Machine Learning: A Probabilistic Perspective by Kevin P Murphy (Author)
- Publisher: COMPUTER SCIENCE
- Availability: In Stock
- SKU: 46795
- Number of Pages: 1104
Rs.2,590.00
Rs.2,995.00
Tags: A Probabilistic Perspective , academic ML resources , advanced machine learning , AI and probability , Bayesian machine learning , Bayesian networks , Bayesian statistics ML , best books , Best Price , Best Selling Books , computational learning , deep learning fundamentals , graphical models , Kevin Murphy , Kevin P Murphy , Machine Learning , Machine Learning a Probabilistic Perspective , machine learning concepts , machine learning education , machine learning foundations , machine learning modeling , machine learning principles , machine learning textbook , ML algorithms textbook , ML for researchers , ML inference models , ML mathematics , ML Pakistan print , ML probabilistic models , ML reference book , ML study guide , Murphy ML book , Online Bookshop , probabilistic AI , probabilistic ML book , probabilistic reasoning , probability in machine learning , probability-based AI systems , statistical data models , statistical learning theory , supervised learning theory , unsupervised learning models , white paper ML book
📘 Title Name: Machine Learning: A Probabilistic Perspective
✍️ Author: Kevin P. Murphy
📦 Quality: White Paper – Pakistan Print
🔹 Introduction:
Machine Learning: A Probabilistic Perspective by Kevin P. Murphy is one of the most comprehensive and mathematically rigorous guides to modern machine learning. Built on probability theory, the book explains how machines learn from data using statistical models, Bayesian reasoning, and computational algorithms.

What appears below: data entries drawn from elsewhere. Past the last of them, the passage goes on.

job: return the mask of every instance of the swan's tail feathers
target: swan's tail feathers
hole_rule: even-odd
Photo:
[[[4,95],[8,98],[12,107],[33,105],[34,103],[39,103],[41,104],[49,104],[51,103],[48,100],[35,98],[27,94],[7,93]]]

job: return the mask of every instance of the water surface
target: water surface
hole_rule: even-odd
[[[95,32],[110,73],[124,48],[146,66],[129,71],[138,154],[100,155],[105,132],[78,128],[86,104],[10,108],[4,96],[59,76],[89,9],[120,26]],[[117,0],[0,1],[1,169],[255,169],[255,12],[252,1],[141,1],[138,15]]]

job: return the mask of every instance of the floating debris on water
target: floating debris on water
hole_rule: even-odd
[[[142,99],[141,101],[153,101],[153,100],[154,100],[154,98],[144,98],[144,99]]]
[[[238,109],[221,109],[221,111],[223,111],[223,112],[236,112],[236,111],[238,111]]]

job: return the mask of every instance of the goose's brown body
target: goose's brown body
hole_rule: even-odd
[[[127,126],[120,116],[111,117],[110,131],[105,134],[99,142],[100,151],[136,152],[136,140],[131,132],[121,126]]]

Ideal for students, researchers, and professionals, it provides a unified view of machine learning rooted in probability and real-world applications.
🔑 Key Points:
-
Provides a probabilistic and Bayesian framework for understanding machine learning algorithms.
-
Covers essential topics including graphical models, inference, supervised/unsupervised learning, and deep learning foundations.
-
Focuses on mathematical clarity with detailed derivations, examples, and visual illustrations.
-
Bridges theory and practice with discussions on real-world applications using probabilistic modeling.
-
Ideal for advanced learners seeking a strong conceptual foundation for research and applied ML.
🧠 Conclusion:
Kevin Murphy’s Machine Learning: A Probabilistic Perspective stands as a cornerstone reference for mastering ML through the lens of probability. Its depth, clarity, and comprehensive coverage make it an essential resource for anyone serious about understanding the theoretical backbone of modern machine learning.